La technique contre l'art
Mais trêve de sarcasmes ! Le collectionneur passe généralement pour un "doux dingue", et ne fait de tort qu'à lui-même en visant le moindre mal et non le souverain bien. C'est après tout grâce à lui que l'on peut écrire tout un pan de l'Histoire de la Photographie, pour en arriver aujourd'hui à un niveau supérieur dans l'idolâtrie envers l'outil… Sans aller jusqu'à dire que "plus l'outil est mauvais, plus l'ouvrier doit être bon", le perfectionnement du matériel entraîne à un certain degré la disparition d'un savoir-faire artisanal. Il est tout de même étonnant que les appareils ne soient pas conçus voire fabriqués en collaboration avec ceux qui s'en servent pour de bon. Car si la machine "fait tous les réglages automatiquement", comme le prétend la publicité, il n'y a plus ni échec ni réussite possible ; l'emprise du système relègue le bonhomme au statut de presse-bouton. L'art peut exister dans la mesure où la technique augmente les possibilités humaines sans les remplacer complètement. Faire des photographies c'est se livrer à l'incertitude, à l'espoir, aux accidents heureux ou malheureux ; bref, à la vie et toutes ses impuretés intellectuelles. De son propre point de vue le photographe est toujours mauvais, puisqu'il fait davantage de mauvaises photos que de bonnes. Et son angoisse à lui est de se sentir tout nu sans son appareil !

La place du photographe
Toutes ces considérations n'ont d'intérêt que pour définir le photographe par une forme d'esprit pratique.

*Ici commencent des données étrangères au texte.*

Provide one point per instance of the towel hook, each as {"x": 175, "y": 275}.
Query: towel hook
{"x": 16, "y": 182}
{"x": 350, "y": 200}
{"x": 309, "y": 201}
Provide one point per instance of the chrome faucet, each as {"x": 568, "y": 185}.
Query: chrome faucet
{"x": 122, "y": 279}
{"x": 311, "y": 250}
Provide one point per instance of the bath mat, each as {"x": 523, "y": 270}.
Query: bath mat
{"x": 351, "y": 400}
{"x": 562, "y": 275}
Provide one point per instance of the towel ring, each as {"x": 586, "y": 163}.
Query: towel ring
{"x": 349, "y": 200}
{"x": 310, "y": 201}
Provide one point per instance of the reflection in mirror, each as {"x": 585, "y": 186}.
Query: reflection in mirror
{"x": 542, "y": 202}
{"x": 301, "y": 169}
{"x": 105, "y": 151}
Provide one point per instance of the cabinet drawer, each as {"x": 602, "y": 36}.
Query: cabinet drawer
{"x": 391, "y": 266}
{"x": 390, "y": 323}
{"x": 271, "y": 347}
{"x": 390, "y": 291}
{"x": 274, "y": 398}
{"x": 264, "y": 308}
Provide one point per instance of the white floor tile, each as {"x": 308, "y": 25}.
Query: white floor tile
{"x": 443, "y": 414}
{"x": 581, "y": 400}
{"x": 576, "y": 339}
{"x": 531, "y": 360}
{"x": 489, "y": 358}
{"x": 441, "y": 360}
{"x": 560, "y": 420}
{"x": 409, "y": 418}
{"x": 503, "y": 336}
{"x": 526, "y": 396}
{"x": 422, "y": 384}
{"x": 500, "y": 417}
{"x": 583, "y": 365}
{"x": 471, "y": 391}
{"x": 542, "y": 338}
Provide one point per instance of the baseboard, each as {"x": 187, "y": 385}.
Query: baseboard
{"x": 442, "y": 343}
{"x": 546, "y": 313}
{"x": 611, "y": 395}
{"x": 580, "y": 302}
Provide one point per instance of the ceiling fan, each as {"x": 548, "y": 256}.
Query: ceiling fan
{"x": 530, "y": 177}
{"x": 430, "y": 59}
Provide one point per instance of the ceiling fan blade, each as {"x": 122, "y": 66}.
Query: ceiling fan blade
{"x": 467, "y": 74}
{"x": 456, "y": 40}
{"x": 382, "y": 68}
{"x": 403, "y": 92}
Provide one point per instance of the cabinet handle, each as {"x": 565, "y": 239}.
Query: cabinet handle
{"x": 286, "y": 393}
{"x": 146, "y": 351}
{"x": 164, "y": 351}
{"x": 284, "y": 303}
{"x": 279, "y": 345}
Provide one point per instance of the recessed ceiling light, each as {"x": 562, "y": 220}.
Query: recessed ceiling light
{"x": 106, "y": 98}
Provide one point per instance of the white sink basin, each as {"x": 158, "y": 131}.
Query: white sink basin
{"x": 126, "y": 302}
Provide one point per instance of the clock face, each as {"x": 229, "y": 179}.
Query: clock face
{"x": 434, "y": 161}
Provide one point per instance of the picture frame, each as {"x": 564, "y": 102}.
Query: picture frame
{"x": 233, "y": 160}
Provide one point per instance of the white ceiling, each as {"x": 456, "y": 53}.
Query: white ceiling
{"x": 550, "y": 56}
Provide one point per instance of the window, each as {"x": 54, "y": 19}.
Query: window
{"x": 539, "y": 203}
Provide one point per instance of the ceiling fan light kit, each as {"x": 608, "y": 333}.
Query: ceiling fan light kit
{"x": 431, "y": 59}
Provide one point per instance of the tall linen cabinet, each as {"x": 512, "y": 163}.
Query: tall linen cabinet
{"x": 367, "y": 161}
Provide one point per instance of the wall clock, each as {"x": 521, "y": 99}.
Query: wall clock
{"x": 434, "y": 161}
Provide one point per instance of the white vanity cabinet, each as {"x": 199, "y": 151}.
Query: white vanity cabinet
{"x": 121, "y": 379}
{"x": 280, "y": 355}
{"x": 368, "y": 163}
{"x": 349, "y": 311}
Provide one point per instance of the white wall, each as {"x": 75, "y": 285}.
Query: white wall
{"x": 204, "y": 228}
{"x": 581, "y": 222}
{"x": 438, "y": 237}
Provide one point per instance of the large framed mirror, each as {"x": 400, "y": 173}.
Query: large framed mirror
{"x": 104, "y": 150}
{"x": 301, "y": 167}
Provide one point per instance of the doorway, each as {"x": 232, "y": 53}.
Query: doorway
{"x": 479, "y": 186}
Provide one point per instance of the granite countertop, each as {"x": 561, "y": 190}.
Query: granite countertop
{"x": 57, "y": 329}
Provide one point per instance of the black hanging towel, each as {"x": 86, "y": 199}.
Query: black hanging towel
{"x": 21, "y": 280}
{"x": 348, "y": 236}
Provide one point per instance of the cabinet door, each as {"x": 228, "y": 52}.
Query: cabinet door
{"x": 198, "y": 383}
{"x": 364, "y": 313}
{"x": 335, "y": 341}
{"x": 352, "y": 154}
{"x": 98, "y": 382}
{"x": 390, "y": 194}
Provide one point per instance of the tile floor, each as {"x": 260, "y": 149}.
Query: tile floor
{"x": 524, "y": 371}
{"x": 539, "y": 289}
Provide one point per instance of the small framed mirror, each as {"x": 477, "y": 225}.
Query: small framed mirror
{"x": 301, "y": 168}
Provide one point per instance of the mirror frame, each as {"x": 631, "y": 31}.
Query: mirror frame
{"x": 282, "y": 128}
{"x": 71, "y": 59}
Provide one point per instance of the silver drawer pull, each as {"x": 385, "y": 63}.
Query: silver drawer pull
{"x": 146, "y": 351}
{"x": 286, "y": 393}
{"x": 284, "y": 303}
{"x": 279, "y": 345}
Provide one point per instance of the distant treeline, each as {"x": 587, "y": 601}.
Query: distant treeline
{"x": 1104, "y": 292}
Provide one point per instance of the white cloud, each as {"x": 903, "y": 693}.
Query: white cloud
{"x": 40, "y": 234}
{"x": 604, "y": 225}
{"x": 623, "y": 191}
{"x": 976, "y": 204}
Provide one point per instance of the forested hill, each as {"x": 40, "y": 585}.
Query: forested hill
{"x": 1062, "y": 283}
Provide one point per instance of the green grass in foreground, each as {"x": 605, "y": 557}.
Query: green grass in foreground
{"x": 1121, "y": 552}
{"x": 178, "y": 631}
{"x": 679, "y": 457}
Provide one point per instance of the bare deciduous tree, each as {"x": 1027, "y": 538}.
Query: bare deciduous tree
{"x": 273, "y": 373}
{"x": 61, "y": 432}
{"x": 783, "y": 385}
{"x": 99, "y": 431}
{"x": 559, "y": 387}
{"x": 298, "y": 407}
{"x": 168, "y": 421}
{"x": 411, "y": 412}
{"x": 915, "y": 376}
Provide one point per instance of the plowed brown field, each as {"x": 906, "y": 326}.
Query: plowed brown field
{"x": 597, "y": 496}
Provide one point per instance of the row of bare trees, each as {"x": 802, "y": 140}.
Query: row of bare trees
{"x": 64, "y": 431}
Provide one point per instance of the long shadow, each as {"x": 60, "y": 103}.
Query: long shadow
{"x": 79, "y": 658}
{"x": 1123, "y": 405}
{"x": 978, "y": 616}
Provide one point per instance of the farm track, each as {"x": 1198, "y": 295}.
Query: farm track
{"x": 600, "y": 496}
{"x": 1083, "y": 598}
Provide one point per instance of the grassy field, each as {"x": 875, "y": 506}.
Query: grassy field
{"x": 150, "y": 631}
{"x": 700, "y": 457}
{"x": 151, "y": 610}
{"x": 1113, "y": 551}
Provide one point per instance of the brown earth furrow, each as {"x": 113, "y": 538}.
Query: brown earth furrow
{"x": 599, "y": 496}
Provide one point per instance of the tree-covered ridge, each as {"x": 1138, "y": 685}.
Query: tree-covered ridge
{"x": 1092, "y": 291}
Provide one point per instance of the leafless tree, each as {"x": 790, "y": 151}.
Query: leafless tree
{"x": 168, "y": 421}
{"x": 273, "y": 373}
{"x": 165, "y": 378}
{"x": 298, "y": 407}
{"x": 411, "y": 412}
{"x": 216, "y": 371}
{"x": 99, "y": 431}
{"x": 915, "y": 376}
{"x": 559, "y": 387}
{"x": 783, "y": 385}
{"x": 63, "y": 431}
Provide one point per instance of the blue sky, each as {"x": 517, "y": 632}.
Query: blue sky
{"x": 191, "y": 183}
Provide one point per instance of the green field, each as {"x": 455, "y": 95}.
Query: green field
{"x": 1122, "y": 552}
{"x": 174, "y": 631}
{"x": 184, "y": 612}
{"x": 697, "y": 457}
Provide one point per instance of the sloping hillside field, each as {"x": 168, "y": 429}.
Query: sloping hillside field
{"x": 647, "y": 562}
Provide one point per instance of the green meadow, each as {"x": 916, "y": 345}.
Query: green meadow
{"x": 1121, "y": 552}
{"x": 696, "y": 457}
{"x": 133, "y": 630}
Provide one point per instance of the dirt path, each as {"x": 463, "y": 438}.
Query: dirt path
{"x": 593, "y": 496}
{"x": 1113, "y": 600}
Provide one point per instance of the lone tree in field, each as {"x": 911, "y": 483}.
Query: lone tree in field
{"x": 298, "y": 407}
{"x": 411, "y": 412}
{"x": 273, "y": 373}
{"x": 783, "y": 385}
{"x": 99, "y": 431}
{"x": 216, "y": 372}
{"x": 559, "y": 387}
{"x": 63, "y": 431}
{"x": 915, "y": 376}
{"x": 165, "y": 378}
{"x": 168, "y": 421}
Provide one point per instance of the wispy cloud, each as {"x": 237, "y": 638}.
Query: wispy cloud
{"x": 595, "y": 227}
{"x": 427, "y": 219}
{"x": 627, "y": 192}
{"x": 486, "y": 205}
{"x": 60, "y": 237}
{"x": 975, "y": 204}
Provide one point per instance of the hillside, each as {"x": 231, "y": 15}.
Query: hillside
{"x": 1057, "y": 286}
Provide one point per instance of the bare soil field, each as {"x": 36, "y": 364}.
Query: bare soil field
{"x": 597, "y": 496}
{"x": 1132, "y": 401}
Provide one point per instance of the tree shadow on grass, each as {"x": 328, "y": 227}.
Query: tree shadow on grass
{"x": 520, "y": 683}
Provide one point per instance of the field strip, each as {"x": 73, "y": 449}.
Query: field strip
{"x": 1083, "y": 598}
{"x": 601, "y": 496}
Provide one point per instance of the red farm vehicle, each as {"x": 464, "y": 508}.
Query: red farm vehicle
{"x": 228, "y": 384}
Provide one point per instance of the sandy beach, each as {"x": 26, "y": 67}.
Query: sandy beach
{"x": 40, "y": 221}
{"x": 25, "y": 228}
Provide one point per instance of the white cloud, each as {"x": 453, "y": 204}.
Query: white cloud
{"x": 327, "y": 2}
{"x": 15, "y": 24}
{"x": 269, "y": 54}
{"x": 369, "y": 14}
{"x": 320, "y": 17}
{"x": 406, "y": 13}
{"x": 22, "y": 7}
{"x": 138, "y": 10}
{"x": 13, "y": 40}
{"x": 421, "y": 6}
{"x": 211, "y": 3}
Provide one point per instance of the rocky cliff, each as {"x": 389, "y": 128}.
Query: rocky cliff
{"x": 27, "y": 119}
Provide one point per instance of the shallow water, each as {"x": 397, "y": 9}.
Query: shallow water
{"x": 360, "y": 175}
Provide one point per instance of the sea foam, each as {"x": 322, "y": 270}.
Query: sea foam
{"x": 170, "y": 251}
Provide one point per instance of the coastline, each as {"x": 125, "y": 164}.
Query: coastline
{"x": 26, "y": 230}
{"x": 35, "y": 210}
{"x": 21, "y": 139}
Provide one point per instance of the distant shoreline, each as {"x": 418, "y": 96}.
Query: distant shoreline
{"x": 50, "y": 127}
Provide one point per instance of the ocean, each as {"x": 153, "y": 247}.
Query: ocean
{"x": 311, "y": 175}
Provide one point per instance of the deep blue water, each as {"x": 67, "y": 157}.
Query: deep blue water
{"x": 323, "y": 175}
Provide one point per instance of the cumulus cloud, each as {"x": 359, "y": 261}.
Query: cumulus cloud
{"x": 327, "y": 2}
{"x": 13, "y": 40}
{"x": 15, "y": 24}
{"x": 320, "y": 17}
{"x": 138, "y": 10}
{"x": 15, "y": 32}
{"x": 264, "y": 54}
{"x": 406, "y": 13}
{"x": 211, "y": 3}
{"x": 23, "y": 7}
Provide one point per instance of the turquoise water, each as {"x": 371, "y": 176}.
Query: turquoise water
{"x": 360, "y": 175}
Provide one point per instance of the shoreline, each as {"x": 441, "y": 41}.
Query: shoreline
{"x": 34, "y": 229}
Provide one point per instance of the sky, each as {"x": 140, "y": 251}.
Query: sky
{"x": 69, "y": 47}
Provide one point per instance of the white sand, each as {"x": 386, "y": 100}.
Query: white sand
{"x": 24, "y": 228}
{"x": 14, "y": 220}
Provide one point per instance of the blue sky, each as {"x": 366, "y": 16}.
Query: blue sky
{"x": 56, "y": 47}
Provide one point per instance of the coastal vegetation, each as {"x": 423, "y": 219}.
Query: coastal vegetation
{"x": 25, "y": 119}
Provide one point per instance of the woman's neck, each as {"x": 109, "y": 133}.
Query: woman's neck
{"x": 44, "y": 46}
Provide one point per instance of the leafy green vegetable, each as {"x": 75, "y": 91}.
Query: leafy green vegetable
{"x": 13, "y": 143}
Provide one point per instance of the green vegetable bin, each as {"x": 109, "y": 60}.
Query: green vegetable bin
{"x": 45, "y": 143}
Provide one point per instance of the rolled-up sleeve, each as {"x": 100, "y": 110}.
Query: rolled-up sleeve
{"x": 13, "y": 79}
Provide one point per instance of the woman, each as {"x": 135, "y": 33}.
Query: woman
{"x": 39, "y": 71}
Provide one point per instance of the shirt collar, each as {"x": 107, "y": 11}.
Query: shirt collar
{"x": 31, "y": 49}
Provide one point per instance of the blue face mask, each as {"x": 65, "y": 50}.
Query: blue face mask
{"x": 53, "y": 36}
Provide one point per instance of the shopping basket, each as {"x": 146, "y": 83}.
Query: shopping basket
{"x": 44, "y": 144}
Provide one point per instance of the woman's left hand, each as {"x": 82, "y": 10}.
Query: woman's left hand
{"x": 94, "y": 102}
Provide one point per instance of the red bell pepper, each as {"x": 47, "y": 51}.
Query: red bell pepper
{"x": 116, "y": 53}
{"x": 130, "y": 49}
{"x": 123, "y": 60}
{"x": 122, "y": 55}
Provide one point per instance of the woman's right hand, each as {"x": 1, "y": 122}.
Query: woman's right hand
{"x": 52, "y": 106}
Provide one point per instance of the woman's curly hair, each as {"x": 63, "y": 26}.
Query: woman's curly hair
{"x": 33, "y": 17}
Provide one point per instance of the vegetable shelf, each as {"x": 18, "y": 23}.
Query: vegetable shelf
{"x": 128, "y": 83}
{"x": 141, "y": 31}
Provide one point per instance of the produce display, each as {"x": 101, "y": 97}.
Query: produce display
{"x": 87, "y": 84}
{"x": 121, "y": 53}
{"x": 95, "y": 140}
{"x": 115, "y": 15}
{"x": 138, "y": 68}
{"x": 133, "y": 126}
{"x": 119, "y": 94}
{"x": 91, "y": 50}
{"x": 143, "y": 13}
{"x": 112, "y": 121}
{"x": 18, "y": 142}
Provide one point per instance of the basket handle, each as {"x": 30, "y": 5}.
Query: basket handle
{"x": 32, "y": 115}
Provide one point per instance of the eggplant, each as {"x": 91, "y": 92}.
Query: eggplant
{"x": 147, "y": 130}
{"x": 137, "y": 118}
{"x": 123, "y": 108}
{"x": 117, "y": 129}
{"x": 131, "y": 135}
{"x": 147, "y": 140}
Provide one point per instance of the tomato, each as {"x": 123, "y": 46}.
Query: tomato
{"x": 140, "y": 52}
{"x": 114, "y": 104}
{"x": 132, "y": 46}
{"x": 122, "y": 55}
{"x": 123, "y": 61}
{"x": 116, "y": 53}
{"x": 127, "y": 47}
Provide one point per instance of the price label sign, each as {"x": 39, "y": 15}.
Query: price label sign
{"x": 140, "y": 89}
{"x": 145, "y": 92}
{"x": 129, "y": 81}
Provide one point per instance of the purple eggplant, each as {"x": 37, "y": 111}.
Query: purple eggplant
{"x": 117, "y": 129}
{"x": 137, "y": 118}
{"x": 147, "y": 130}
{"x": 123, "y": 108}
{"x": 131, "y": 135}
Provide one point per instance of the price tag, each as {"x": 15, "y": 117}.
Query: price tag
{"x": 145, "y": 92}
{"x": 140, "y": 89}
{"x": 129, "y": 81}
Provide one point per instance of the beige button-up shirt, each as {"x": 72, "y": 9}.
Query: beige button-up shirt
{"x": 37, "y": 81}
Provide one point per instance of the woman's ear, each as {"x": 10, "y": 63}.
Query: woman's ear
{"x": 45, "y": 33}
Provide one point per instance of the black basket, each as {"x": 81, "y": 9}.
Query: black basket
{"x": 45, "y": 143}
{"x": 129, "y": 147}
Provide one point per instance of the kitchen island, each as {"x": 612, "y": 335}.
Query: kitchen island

Se définir, c'est chercher ce qu'on est et ce qu'on n'est pas ; c'est aussi choisir une position stratégique. Le photographe est un rêveur, mais pas au point de se complaire dans la rêverie sans passer à l'action. Il croit aux miracles, mais se tient à l'écart de tous les marchands d'infini. Il aime son appareil sans l'adorer, comme un bijou familier qu'il garde à portée de main sous sa veste, et ne le sort que pour s'en servir. Pour continuer dans la symbolique sexuelle, la photographie fait partie des plaisirs solitaires, tandis que la "collectionnite" serait plutôt une perversion infantile. Le photographe est un adolescent attardé au stade de la parade amoureuse, et le collectionneur un photographe retourné à l'état embryonnaire. Aucun des deux ne saurait parvenir à l'âge adulte. Photographier est en effet un moyen de ne pas pénétrer tout à fait dans l'existence ; de tourner autour du motif en restant derrière son viseur, dans la zone de mise au point qui s'arrête environ à 45 cm du sujet. En deçà commence le domaine du toucher ; du baiser ou de la morsure. En se limitant au contact visuel, la photographie toute entière est aussi bien une invitation qu'une interdiction plantée sur les choses ; et comme dit la pancarte : on touche avec les yeux.